DR LOVE: What about the RVD compared to either bortezomib/dex or one of the IMiDs/dex?

DR RICHARDSON: I think that’s what’s been impressive, Neil. When you combine the three drugs, you can use less of each to achieve more. The neuropathy signal with RVD is less than you would expect, which was intriguing and has a number of theoretical explanations.

Having said that, other aspects of RVD toxicology are favorable. The rates of deep vein thrombosis are low with aspirin as prophylaxis, and we found that this is not a regimen simply for younger patients.

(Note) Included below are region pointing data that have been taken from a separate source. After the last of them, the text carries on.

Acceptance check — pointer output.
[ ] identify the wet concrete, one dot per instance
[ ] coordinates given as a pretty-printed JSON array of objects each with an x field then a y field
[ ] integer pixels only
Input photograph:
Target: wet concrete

In our trial, the oldest patient is from my practice. He recently celebrated his 86th birthday, had 12 months of treatment and is now on lenalidomide maintenance with a VGPR and excellent performance status.

Dr Richardson is Associate Professor of Medicine at Harvard Medical School as well as the Clinical Director of the Jerome Lipper Center for Multiple Myeloma at Dana-Farber Cancer Institute in Boston, Massachusetts.